De même, la séparation de la religion et de l’Etat est une dynamique qui, à chaque période de l’histoire, doit s’appliquer aux problèmes nouveaux qui sont rencontrés. En leur temps, les lois sur la contraception (1969) et l’IVG (1975) ont constitué des avancées laïques qui ont séparé la loi civile et certaines normes religieuses. Cela a donné lieu à de très dures polémiques. Ainsi l’association Laissez-les–vivre affirmait explicitement que la « liberté de l’avortement » conduit à la « liberté de meurtre » : « Chacun pourra forniquer librement, sans retenue et sans remords, en promettant au four crématoire (sic) le fruit de ses exploits érotiques » (1) ! Mais, déjà, certains avaient une vision réductrice de la laïcité, qui, à l’époque, tendait à la ramener essentiellement au problème des subventions publiques aux écoles privées sous contrat. Le camp laïque, à mon avis, ne s’est pas assez investi en tant que tel dans ces combats, n’a pas assez mis en avant la laïcité comme extension des droits de chacun et possibilité d’adopter librement une pluralité de conceptions du monde et de la vie.

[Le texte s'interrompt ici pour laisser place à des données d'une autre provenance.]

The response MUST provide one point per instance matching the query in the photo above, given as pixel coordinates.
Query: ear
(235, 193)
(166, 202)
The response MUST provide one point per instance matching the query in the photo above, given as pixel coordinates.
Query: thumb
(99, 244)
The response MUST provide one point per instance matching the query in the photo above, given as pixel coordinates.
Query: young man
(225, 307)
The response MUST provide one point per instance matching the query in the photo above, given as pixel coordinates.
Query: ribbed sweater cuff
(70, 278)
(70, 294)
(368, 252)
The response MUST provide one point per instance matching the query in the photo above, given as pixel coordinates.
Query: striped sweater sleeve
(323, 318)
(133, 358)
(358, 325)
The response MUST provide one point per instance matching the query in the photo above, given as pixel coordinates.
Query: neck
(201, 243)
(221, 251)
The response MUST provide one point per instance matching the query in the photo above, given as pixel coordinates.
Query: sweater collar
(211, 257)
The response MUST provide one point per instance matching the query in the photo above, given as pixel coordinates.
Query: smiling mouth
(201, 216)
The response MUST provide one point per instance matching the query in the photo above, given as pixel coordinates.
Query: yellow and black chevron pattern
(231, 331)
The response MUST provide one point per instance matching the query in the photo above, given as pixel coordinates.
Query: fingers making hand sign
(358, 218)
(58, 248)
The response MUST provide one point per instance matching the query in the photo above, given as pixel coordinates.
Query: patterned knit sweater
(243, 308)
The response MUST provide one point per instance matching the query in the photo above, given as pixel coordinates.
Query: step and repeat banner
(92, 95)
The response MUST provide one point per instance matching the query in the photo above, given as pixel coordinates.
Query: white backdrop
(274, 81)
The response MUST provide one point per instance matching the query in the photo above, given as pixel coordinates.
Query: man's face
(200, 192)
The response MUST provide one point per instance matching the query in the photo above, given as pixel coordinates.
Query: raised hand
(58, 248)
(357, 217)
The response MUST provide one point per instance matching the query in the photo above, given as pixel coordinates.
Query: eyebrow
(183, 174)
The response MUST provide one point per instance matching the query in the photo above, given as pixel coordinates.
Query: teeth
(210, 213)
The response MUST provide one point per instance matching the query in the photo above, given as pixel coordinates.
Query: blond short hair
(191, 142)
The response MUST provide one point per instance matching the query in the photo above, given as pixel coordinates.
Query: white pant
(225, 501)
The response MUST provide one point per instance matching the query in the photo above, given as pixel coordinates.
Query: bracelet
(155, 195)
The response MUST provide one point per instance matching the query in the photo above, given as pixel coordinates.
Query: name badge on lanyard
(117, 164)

C’est cette laïcité, garante du pluralisme et de nouveaux droits, qui doit toujours être promue. Mettre l’accent sur ce point permet d’ailleurs de faire preuve de modestie. Dans les années 1960, les femmes qui voulaient avoir accès à la contraception étaient obligées de commander diaphragmes ou stérilets (les moyens les plus utilisés alors) en Grande-Bretagne, via le Planning Familial. Autant dire que ce n’était pas facile et qu’un pays ayant gardé une religion officielle garantissait mieux que nous des libertés laïques. Pour le mariage entre personnes du même sexe, 13 pays ont précédé la France, dont certains de culture catholique comme l’Argentine, la Belgique, l’Espagne. Le Canada, dont certains voudraient opposer le multiculturalisme libéral à « notre » laïcité, a également opéré cette réforme avant nous. On ne peut vraiment pas dire que la France soit à l’avant-garde de la laïcité ! Le combat doit être continué, avec ténacité. Un autre grand débat laïque se profile à l’horizon, celui du libre choix de sa mort quand on estime que sa vie est tellement délabrée qu’elle ne fait plus sens. Nous aurons l’occasion d’en reparler.
(1) Cité par J.-Y. Le Naour-C. Valenti, Histoire de l’avortement, Paris, Seuil, 2003, p. 227.